Wartburg adding women’s wrestling
WAVERLY — Wartburg College is adding women’s wrestling to its athletic roster, becoming the first American Rivers Conference school to offer women the opportunity to compete at the collegiate level in the growing sport.
With the addition of this new squad, WC head wrestling coach Eric Keller will be promoted to director of wrestling, allowing him to oversee both programs while retaining his coaching duties with the men’s team.
The search for the head women’s wrestling coach will begin immediately. Wartburg is the only NCAA Division III school in Iowa that now offers a women’s wrestling program.
“We are excited to add this new program and look forward to providing women the opportunity to join in the Wartburg wrestling tradition,” said Ryan Callahan, the school’s interim athletic director.
Competition will begin in the 2022-23 season.

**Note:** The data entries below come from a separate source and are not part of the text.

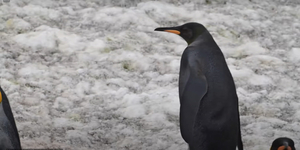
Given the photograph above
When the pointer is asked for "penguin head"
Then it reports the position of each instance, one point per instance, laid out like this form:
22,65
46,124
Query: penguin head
283,143
189,31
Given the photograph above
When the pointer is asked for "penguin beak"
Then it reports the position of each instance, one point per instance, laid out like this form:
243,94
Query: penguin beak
174,30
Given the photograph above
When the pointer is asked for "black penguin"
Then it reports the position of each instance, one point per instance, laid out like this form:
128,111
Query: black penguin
283,143
209,114
9,136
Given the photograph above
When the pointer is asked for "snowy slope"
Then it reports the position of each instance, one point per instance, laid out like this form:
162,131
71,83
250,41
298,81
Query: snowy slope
94,75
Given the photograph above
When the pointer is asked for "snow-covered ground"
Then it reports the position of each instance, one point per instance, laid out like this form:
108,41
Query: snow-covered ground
94,75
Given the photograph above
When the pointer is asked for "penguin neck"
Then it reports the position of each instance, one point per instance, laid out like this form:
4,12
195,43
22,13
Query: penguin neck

Wartburg is known for its dominance in men’s wrestling, earning 14 national titles since 1996 and 12 national dual titles since 2003. The men’s team, coached by Keller since 2010, has placed either first or second in the nation in 22 of the last 29 years. The Knights are 38-time conference champions, including 28 in the last 29 seasons, and held a winning streak over current conference opponents in dual competitions from 1993 to 2020. At least two Knights have been crowned national champions in 12 of the last 18 seasons.
“This is an extremely exciting time for both women’s wrestling and Wartburg College. Wartburg wrestling has always had an expectation of excellence, striving to be great in everything we do,” Keller said. “I am fired up about this new chapter in history and for the opportunity to grow women’s wrestling in the state of Iowa and across the nation.”
Women’s wrestling was recognized as an emerging sport by the NCAA in 2020, and though Iowa is not one of the 32 states that have sanctioned high school girls wrestling, the state championship, hosted by the Iowa Wrestling Coaches and Officials Association, attracted more than 450 athletes in 2021, up from only 87 in 2019.